The spring bank holiday weekend saw thousands in the UK stranded at airports with little to no information available to them due to an IT failure on BA’s technical system. Most flights were completely cancelled and many passengers scrambled to book alternative transport with competing airlines. There will be many articles and blogs about what operationally should have happened, why it happened, and what could have been done to prevent it in the first place.
But it’s also crucial to look at the ultimate failure of clear internal and external communications during a time which required the utmost professionalism in communications. It is clear to see that despite BA’s resounding reputation there were multiple failures in obtaining any sense of business continuity as well as a drowning approach of appropriate crisis communications.
Technology is unavoidable in this day and age and it certainly has the potential to make everyone’s lives so much easier. That is, of course, when it works. When something goes wrong, no matter how small or large, the impact can be catastrophic. It is inevitable that technology will fail us at one point or another, and knowing that means it is entirely possible to have a business continuity plan – including a crisis comms plan - in place for when that time comes.
Perhaps there was a plan in place for BA, but it’s clear that it didn’t compensate for the situation at hand. None of the communications systems worked and there are reports of a clear lack of knowledge on the staff’s part in communicating what was wrong to the concerned customers which resulted in a complete stop of any business function. There are certainly logistical plans in place for when an airplane breaks down to accommodate for the continuation of business, so why should a communication plan be any different?
If anything is learned from this blunder I certainly hope that it is the significance of having a strong, stable, and comprehensive communication plan in place for absolutely any scenario. Some important factors to ensure aren’t overlooked are listed below:
Network: Establishing a network of people within the company that will be spearheading the communication plan is first and foremost. Without an up-to-date network and alternative channels of communication in place then the whole plan will fail. This network should include the company spokesperson and senior management along with the associated person heading up the comms plan.

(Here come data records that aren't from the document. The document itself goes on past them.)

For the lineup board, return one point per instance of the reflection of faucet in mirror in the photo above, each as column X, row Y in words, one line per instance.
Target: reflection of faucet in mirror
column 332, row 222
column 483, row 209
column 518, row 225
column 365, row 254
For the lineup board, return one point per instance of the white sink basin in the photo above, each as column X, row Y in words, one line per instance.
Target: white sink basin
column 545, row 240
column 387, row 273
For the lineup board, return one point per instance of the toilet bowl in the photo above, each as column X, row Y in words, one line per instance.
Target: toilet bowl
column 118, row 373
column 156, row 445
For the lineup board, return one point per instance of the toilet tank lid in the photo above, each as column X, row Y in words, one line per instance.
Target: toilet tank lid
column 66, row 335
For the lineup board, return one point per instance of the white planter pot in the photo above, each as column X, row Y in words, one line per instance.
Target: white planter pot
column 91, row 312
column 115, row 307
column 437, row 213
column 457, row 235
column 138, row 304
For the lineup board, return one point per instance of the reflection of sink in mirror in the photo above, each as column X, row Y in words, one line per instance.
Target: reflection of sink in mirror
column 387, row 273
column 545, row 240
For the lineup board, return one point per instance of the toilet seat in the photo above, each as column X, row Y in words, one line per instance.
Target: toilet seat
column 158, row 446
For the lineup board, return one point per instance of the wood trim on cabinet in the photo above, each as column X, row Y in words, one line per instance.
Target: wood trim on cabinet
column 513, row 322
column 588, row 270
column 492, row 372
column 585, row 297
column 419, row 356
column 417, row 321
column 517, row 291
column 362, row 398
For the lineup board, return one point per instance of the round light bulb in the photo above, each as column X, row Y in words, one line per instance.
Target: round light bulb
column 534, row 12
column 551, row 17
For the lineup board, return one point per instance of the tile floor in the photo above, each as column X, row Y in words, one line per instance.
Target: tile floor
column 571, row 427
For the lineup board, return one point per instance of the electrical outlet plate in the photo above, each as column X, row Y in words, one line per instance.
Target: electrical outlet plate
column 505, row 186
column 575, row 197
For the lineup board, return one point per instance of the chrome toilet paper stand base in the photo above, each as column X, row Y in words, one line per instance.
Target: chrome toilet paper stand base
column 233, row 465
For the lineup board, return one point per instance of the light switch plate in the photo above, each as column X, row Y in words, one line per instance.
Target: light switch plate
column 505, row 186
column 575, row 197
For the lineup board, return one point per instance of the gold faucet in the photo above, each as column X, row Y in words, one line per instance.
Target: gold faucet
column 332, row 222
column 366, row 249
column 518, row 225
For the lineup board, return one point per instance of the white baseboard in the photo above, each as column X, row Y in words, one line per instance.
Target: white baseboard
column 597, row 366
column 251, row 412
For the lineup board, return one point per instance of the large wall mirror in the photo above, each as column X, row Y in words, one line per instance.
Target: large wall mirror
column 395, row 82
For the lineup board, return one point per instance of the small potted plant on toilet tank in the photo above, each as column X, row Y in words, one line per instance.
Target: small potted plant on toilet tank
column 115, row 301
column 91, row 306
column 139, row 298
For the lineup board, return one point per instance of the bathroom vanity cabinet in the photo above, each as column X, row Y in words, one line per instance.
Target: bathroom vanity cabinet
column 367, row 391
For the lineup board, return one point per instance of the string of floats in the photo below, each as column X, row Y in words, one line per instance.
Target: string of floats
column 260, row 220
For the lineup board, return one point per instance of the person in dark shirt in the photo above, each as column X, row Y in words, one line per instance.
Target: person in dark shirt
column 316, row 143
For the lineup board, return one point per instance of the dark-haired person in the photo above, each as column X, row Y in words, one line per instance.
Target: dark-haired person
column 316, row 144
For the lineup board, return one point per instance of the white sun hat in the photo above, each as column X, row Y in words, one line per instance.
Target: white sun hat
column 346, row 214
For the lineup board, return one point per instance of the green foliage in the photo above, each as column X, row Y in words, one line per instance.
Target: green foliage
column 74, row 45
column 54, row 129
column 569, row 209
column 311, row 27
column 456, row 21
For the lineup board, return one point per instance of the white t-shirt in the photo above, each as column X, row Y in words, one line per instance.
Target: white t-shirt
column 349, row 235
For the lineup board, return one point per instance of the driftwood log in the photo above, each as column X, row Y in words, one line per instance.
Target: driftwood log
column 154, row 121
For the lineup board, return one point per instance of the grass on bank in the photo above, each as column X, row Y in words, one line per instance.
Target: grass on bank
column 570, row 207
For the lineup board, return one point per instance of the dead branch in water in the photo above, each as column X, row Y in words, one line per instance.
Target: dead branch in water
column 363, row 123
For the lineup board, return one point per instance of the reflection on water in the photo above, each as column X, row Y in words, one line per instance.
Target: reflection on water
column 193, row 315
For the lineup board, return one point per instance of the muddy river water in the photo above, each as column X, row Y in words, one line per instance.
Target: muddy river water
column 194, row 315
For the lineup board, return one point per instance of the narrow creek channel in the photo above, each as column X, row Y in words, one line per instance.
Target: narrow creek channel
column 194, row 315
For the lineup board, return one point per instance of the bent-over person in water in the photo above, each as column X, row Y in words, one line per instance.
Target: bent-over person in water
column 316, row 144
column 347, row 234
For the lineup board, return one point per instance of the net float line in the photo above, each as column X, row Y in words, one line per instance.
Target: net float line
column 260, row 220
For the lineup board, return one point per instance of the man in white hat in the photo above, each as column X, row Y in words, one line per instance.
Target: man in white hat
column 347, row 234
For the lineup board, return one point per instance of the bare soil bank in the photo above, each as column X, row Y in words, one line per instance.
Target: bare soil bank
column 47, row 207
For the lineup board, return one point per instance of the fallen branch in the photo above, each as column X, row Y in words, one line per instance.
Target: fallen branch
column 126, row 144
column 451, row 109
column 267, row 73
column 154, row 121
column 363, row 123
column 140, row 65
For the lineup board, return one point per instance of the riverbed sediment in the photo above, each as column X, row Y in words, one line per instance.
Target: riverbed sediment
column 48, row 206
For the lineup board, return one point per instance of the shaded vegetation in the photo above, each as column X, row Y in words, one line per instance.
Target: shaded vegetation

Speed: Ensuring that the right information is flowing to the right people within an appropriate amount of time is the next step. The rise of the ‘citizen witness’ through social media means that going through a long approvals process at corporate speed is just not good enough. It allows time for other angles and stories to get out to the public and it loses the ability to control the message. The recent CIPR International Global PRactice Conference highlighted the 15-30-60-90 rule for crisis comms – start comms 15 minutes after a crisis; confirm information at 30 minutes; provide fuller media interviews at 60 minutes; and hold a formal press briefing at 90 minutes.
Flexibility: The plan should be firm yet adaptable. It should be able to conform to events as they change and develop respectively.
What has become abundantly clear not only from this BA fiasco, but from other corporate comms disasters this year (think United Airlines), is that having a crisis comms plan in place is both entirely necessary and entirely possible. Examples like this also underline why public relations should be valued at board level and how PR professionals can contribute to ensuring the ship (if you excuse the mixed transport metaphor!) will sail smoothly, even in choppy waters.